|
|
Archives of the TeradataForum
Message Posted: Wed, 05 May 2004 @ 09:18:11 GMT
Subj: | | Re: ETL: Push vs Pull |
|
From: | | Anomy Anom |
<-- Anonymously Posted: Tuesday, May 04, 2004 22:24 -->
| One problem I've seen with the PULL strategy occurs when the source database is being changed frequently: since the source DB developers
don't "own" the extraction process, they may not think about the impact of their changes on it and may not communicate change information to the
DW side. | |
We too have seen this too. Lots of hours have been spent running around analyzing incoming data and fixing code.

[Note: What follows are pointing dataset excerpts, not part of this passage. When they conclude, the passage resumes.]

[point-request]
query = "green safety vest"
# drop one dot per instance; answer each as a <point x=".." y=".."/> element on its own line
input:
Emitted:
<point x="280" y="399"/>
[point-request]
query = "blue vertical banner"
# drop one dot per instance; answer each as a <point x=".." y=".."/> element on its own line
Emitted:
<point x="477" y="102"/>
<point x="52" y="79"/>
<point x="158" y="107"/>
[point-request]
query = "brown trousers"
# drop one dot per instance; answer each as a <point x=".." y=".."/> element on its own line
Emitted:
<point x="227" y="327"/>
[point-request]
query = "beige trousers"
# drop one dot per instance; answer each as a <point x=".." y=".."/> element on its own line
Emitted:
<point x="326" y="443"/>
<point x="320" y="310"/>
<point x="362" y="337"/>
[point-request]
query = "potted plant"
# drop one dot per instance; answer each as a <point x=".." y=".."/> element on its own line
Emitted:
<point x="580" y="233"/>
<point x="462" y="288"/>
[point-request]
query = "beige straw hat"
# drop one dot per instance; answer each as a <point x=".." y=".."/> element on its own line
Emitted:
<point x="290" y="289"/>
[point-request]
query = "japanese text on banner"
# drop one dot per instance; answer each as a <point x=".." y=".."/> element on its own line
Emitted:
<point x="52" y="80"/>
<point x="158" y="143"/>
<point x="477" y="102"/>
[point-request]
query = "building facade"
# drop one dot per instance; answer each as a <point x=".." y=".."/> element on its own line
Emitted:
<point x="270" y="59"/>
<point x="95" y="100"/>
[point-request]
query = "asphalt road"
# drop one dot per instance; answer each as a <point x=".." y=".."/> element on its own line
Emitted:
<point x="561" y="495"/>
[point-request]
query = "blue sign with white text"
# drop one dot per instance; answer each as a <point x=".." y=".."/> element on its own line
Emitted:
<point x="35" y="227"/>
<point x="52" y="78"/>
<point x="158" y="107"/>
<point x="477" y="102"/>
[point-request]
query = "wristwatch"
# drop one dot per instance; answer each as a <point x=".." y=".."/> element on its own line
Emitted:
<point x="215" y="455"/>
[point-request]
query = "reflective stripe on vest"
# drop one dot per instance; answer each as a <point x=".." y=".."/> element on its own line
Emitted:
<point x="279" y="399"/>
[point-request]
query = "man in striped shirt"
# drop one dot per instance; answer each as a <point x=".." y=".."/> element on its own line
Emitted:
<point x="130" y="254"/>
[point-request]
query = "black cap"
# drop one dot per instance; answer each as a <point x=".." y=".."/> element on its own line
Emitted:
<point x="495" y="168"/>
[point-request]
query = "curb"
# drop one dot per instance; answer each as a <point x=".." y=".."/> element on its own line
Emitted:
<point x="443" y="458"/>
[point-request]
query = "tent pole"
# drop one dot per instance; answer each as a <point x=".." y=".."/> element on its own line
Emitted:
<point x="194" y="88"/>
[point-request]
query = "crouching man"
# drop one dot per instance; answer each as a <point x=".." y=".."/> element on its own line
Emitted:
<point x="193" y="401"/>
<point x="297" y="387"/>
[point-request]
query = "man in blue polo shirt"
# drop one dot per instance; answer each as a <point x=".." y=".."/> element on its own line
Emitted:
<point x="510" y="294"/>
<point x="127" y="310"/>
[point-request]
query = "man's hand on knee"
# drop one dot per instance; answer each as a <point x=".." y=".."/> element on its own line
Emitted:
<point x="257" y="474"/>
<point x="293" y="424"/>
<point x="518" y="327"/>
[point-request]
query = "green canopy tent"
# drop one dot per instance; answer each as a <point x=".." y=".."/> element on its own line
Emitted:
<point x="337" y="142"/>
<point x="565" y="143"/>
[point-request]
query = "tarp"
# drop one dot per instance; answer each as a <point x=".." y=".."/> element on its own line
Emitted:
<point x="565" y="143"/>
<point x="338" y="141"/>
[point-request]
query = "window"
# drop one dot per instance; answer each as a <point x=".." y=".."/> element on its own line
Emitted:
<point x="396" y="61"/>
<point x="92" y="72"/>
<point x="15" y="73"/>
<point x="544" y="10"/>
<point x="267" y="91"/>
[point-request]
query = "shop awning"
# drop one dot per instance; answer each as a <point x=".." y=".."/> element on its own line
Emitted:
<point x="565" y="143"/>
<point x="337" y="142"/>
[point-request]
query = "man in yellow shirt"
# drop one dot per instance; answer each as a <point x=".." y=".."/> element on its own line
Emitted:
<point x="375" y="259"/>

| An approach which is working well for us is a "PUSH" extraction which automatically generates control files describing the data files
(record count, field names and formats). The DW loading process can check these against expected values and immediately catch any unanticipated
format changes. | |
We recently implemented this with a 3rd party, and it works pretty well. We export data to them, with the metadata indicated above. They use
our metadata to check our feed.
Then, they turn around and send the data (with some changes) back to us, this time with their own metadata. Our loading process then runs a
check against their metadata.
One possible extension of this process, is that the DW loading process could automatically detect any format changes via the source metadata,
and ALTER the target model accordingly.
-Anomy
| |